Winning the Olympics still couldn’t fix things, and he watched Tessa as she labored through physiotherapy sessions, was stretched and prodded in ways he was not envious of, spent extra time on the ice with her guiding her into her new stroking pattern, the one that was natural to him, but daunting to her. Glutes activated, pushing against the ice, together. Their key words, anything he could to save her from the pain and the irritation of Marina. He would drive her to the gym so she would have extra time to do her schoolwork, and he’d go through exercises with her on days her trainer was off, the ones meant to strengthen her core, to stabilize her and keep her from the pain. She was no longer the waif of a girl, but strong, and when he went to throw her in the air, he realized she was propelling herself into the air. It was the only time he remembered her truly smiling.

She never smiled anytime else, not really, not as she avoided Fedor who had been appointed to footwork coach. Scott wondered if he just punched him in the face, if that would fix everything, but it would only cause Marina to rage even more. Marina, who already compared Tessa to Meryl. Marina, who threw out the box of chocolates a fan had gotten Tessa for her birthday. Marina, who spent less and less time with them and more and more time with Charlie and Meryl. Marina, who didn’t care that Tessa could do seamlessly do an Arabian onto Scott’s shoulders, because maybe if she wasn’t so heavy, Scott wouldn’t look so small. So Scott gave Tessa chocolate, in hopes that maybe coming from him they would make her see that Marina was only being Russian. He gave her chocolates and he gave her sex because at least he knew how to get her off, how to know she had a few moments of pure bliss.

“We shouldn’t be here,” Tessa said one morning before practice, staring vacantly up at the ceiling. He took a long pause, before flipping over onto his stomach to look at her. He didn’t know when her freckles had really started fading, and with hair color matching his, her green eyes popped more. 

“Here?” His eyes darted back and forth, and he wasn’t sure if she meant here in her bed, or here in Michigan or here, just period, like an existential question from one of her philosophy books. She just sighed deeply before pushing back the covers and sitting up on the edge of the bed, looking at him with the saddest eyes he had ever seen.

“She hates us. Or me. She hates me.”

Scott realized then that she meant Marina, and he tried to tell Tessa she was imagining things, that they were only a year to the Olympics, and they couldn’t give up now. He thought he was fixing things by pushing her through, with his encouragement, with his visions of gold. He thought he was helping by putting their sexual relationship on pause so they could focus fully on their skating (not counting on meeting Cassandra and Kaitlyn and kind of just falling into those relationships). He could fix it. The gold would fix it. All he had to do was get them to the gold.

Instead they got silver, and the scariest thing was when he looked into Tessa’s eyes, he saw nothing. Not anger, not contempt, just nothing.

“I didn’t fix anything,” Scott said, burying his face in his hands before sitting up in his seat and looking at his therapist, the one he had promised Tessa he would come see twice a week on top of their weekly marriage counseling sessions once they moved to Montreal, “All I did was make it worse.”

Scrawled in his chicken scratch on the white board in his study below Tessa’s meticulous handwriting detailing their schedule for the week was the quote his therapist gave him, “Sometimes problems don’t require a solution to solve them; Instead they require maturity to outgrow them.”


	3. "“Written on the body is a secret code only visible in certain lights."

**Summary for the Chapter:**

> Tessa has tried to lie one too many times.

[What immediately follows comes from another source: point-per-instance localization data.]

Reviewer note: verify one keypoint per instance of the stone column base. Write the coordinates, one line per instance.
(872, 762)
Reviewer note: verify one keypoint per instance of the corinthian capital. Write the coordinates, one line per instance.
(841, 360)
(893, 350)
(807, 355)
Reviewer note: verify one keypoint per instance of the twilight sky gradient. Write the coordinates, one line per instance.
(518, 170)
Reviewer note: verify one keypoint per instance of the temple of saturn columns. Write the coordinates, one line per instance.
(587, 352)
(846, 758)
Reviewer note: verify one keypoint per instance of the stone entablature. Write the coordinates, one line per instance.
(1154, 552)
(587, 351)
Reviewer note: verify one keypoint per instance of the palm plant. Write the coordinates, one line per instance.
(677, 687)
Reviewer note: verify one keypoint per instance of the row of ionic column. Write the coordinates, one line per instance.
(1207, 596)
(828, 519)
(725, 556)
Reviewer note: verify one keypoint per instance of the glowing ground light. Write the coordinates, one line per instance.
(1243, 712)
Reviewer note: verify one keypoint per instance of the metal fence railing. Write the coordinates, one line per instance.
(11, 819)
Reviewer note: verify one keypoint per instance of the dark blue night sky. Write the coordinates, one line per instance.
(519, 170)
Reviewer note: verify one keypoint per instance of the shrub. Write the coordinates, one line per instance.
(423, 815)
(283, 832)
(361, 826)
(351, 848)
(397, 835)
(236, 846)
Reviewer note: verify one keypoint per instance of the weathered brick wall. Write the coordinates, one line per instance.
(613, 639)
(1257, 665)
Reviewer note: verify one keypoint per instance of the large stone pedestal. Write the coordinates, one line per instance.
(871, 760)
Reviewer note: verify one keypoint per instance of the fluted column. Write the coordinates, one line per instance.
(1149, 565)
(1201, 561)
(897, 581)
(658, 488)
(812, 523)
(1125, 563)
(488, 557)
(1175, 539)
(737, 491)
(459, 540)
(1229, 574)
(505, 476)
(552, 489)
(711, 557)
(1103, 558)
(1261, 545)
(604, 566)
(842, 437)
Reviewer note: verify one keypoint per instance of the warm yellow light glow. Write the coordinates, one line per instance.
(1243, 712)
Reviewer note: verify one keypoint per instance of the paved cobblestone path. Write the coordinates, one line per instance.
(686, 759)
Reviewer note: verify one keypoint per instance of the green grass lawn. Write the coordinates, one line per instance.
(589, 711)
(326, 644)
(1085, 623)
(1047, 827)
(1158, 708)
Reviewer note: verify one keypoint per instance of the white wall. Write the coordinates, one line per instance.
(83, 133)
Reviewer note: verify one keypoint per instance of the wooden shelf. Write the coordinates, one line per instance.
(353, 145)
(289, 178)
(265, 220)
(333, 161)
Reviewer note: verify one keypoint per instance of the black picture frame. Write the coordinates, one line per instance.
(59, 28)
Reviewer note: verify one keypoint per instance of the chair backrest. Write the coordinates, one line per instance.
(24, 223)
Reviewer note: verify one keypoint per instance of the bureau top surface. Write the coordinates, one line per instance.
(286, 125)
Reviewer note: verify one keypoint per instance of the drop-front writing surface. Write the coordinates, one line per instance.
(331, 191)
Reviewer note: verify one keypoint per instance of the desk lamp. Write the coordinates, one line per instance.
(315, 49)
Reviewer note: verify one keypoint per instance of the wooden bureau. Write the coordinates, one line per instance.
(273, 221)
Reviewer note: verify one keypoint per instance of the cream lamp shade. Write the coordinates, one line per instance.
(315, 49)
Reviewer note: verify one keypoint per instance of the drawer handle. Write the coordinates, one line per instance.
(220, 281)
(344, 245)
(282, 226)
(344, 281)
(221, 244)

The first time they had sex was when she came back from surgery, when she seemed so tiny and frail and Scott picked her up so gingerly that Tessa wanted to scream. 

“I’m not a doll,” she hissed at him as they lapped around the rink, and she tried to ignore the fact that her calves were still burning, that even though they had “made up” she could feel the resentment boiling up inside of her anytime he seemed too nice. Anytime before when the flashing in his eyes was her driving force to catch up, now he asked her time and time again if she was okay, his kiddo drawn out and overused.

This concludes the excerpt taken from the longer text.